Shapes of the datasets:
X_train: (6499, 116)
X_test: (1625, 116)
y_train: (6499,)
y_test: (1625,)

Data types:
X_train type: float64
y_train type: int32

Target class distribution in y_train:
0    0.517772
1    0.482228
Name: proportion, dtype: float64

Target class distribution in y_test:
0    0.518769
1    0.481231
Name: proportion, dtype: float64

Sparsity in X_train: 0.81
Sparsity in X_test: 0.81


# Training the LogisticRegression Model

In [10]:
%%time
from sklearn.linear_model import LogisticRegression
from sklearn.metrics import accuracy_score

# Initialize the LogisticRegression model
logistic_model = LogisticRegression(max_iter=1000)

# Train the model
logistic_model.fit(X_train, y_train)

# Make predictions on the test set
y_pred_logistic = logistic_model.predict(X_test)

# Evaluate the model
accuracy_logistic = accuracy_score(y_test, y_pred_logistic)
print(f"Accuracy of LogisticRegression model: {accuracy_logistic:.4f}")


Accuracy of LogisticRegression model: 0.9994
CPU times: total: 250 ms
Wall time: 301 ms


## Training the RandomForestClassifier Model

In [11]:
%%time
from sklearn.ensemble import RandomForestClassifier

# Initialize the RandomForestClassifier model
random_forest_model = RandomForestClassifier(n_estimators=100)

# Train the model
random_forest_model.fit(X_train, y_train)

# Make predictions on the test set
y_pred_rf = random_forest_model.predict(X_test)

# Evaluate the model
accuracy_rf = accuracy_score(y_test, y_pred_rf)
print(f"Accuracy of RandomForestClassifier model: {accuracy_rf:.4f}")

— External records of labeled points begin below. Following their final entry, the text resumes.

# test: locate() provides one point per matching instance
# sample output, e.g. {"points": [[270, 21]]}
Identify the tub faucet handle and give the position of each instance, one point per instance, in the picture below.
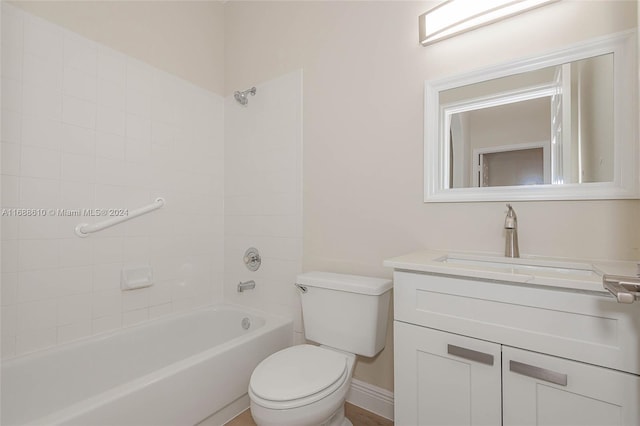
{"points": [[252, 259], [247, 285]]}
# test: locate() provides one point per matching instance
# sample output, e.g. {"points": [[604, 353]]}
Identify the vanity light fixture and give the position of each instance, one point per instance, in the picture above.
{"points": [[452, 17]]}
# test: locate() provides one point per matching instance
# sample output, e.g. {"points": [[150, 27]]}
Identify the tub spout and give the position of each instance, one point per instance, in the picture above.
{"points": [[511, 248], [247, 285]]}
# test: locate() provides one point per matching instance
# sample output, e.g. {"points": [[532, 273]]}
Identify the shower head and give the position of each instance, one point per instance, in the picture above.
{"points": [[243, 97]]}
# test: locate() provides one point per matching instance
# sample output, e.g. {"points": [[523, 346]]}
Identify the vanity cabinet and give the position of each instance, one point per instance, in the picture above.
{"points": [[482, 352], [445, 379]]}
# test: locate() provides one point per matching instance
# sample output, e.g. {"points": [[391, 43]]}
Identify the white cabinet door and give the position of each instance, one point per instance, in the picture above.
{"points": [[545, 390], [445, 379]]}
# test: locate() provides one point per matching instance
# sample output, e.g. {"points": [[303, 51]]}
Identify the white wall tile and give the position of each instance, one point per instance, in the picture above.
{"points": [[139, 103], [111, 65], [38, 254], [80, 53], [78, 167], [35, 339], [135, 317], [135, 299], [73, 309], [11, 94], [74, 331], [12, 26], [77, 195], [41, 102], [11, 67], [11, 126], [36, 315], [76, 280], [107, 250], [106, 323], [139, 76], [9, 289], [110, 146], [9, 259], [106, 303], [110, 120], [42, 38], [111, 94], [78, 112], [78, 140], [37, 285], [110, 172], [160, 310], [40, 227], [106, 276], [40, 162], [10, 155], [39, 193], [9, 229], [138, 127], [10, 191], [42, 72], [80, 85], [42, 132]]}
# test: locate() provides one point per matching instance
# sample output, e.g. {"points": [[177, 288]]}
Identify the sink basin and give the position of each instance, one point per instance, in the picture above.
{"points": [[523, 265]]}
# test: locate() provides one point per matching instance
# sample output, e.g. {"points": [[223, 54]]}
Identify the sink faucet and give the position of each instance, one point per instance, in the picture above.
{"points": [[247, 285], [511, 226]]}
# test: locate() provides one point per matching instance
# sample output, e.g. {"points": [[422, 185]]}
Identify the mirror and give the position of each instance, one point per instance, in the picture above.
{"points": [[560, 126]]}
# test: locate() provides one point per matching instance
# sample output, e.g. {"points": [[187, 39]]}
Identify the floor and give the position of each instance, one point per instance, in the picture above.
{"points": [[357, 415]]}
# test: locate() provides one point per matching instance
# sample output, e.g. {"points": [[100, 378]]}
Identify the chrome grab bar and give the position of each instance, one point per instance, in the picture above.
{"points": [[625, 289], [538, 373], [84, 229]]}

Accuracy of RandomForestClassifier model: 1.0000
CPU times: total: 1 s
Wall time: 1.11 s


# Compute the accuracy, precision, and recall scores for a test set

## Evaluating the LogisticRegression Model

In [12]:
from sklearn.metrics import accuracy_score, precision_score, recall_score

# Predictions were made previously as y_pred_logistic
# compute the metrics for the LogisticRegression model
accuracy_logistic = accuracy_score(y_test, y_pred_logistic)
precision_logistic = precision_score(y_test, y_pred_logistic)
recall_logistic = recall_score(y_test, y_pred_logistic)

print("LogisticRegression Model Evaluation:")
print(f"Accuracy: {accuracy_logistic:.4f}")
print(f"Precision: {precision_logistic:.4f}")
print(f"Recall: {recall_logistic:.4f}\n")

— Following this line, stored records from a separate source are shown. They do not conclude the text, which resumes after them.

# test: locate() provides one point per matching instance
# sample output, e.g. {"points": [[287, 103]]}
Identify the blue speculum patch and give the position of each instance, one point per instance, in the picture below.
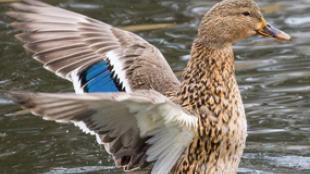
{"points": [[99, 78]]}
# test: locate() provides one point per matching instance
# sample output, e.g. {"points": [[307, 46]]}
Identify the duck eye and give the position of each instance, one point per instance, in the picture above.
{"points": [[246, 13]]}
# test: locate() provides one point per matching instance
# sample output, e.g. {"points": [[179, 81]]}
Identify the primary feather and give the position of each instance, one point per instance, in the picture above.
{"points": [[136, 129]]}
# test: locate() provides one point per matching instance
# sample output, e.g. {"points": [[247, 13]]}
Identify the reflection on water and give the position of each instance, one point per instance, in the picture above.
{"points": [[274, 79]]}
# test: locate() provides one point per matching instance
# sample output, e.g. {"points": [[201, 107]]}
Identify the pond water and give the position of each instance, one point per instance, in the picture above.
{"points": [[274, 79]]}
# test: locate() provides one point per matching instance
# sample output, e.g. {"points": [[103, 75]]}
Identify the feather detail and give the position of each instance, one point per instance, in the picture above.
{"points": [[68, 43], [134, 128]]}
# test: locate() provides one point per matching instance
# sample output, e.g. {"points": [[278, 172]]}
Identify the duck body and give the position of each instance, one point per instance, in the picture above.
{"points": [[128, 96]]}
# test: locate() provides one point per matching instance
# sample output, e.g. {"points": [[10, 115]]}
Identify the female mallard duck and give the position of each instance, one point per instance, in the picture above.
{"points": [[138, 109]]}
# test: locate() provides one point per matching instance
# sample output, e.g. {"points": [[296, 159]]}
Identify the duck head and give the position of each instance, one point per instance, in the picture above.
{"points": [[230, 21]]}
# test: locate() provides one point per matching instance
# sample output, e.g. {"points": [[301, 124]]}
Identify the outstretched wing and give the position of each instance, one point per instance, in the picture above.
{"points": [[136, 128], [95, 56]]}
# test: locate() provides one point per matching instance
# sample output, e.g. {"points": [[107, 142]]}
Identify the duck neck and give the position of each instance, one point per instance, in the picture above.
{"points": [[209, 73]]}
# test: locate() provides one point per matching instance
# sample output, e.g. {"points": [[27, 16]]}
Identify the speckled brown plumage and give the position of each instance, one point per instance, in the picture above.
{"points": [[210, 91], [197, 126]]}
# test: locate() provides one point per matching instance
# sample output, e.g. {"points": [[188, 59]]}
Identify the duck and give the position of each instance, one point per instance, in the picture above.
{"points": [[127, 95]]}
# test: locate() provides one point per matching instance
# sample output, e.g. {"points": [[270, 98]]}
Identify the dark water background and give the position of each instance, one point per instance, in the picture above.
{"points": [[274, 79]]}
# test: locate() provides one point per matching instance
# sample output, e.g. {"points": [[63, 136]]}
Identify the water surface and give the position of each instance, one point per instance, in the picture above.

LogisticRegression Model Evaluation:
Accuracy: 0.9994
Precision: 0.9987
Recall: 1.0000



## Evaluating the RandomForestClassifier Model

In [13]:
# Predictions were made previously as y_pred_rf
# compute the metrics for the RandomForestClassifier model
accuracy_rf = accuracy_score(y_test, y_pred_rf)
precision_rf = precision_score(y_test, y_pred_rf)
recall_rf = recall_score(y_test, y_pred_rf)

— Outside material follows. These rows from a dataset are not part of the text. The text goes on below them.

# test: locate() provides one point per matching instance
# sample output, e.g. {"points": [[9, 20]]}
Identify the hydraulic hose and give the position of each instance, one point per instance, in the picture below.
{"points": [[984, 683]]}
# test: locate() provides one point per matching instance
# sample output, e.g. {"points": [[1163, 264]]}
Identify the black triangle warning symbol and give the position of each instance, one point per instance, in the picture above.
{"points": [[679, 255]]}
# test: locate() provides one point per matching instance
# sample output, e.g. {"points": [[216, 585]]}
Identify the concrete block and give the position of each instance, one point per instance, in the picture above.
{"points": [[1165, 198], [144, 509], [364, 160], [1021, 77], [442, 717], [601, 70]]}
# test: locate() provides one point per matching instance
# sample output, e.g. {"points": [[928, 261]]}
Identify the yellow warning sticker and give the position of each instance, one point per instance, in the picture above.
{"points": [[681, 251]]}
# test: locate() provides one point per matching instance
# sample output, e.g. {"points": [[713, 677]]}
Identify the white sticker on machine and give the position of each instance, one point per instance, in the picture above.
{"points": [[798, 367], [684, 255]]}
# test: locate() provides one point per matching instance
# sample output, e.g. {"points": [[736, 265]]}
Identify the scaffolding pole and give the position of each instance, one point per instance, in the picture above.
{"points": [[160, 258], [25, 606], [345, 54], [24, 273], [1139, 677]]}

print("RandomForestClassifier Model Evaluation:")
print(f"Accuracy: {accuracy_rf:.4f}")
print(f"Precision: {precision_rf:.4f}")
print(f"Recall: {recall_rf:.4f}")


RandomForestClassifier Model Evaluation:
Accuracy: 1.0000
Precision: 1.0000
Recall: 1.0000


### model performance discussion

The performance metrics for your Logistic Regression and Random Forest Classifier models suggest extremely high, if not perfect, levels of prediction accuracy, precision, and recall. While at first glance, these metrics indicate that both models are performing exceptionally well, they also raise the possibility of overfitting, especially in the case of the RandomForestClassifier, which has perfect scores across all evaluated metrics.

## Concept Question #2:Could we trainthese two models by one-hot encoding the response data instead, being careful tospecify that the drop parameter of the OneHotEncoder class is set to ‘first’? Why or whynot?

whether to use one-hot encoding, especially with a binary target like predicting if a mushroom is edible or poisonous, opens up a discussion on dimensions, complexity, and computing time.

One-hot encoding the response data, despite being a powerful tool for feature preprocessing, introduces unnecessary complexity when applied to a binary target variable. This method transforms our straightforward binary labels into a two-column matrix for the two classes. However, in binary classification tasks, our models are designed to predict the probability of samples belonging to a single class. By adding an extra step of one-hot encoding and then reducing the dimensions back down by dropping one of the columns (using drop='first'), we inadvertently complicate the data preparation process without any gain in performance or interpretability.

This unnecessary increase in dimensions, even if momentarily before reduction, adds to the computational workload. It means our machine has to handle more data transformations, which can  increase the computing time and complexity of our data pipeline. For binary classification tasks, label encoding achieves the desired format—assigning a unique integer to each class—without increasing the dimensionality of the target data. It's a more direct and efficient way to prepare our response variable, allowing the model to focus on learning from the data rather than deciphering the structure of the target variable.

finally, while one-hot encoding is essential for categorical features without a natural order, applying it to a binary response variable and then reducing the dimensions isn't necessary. It complicates the preprocessing step and could lead to slight increases in computing time, without offering benefits in model performance or clarity. 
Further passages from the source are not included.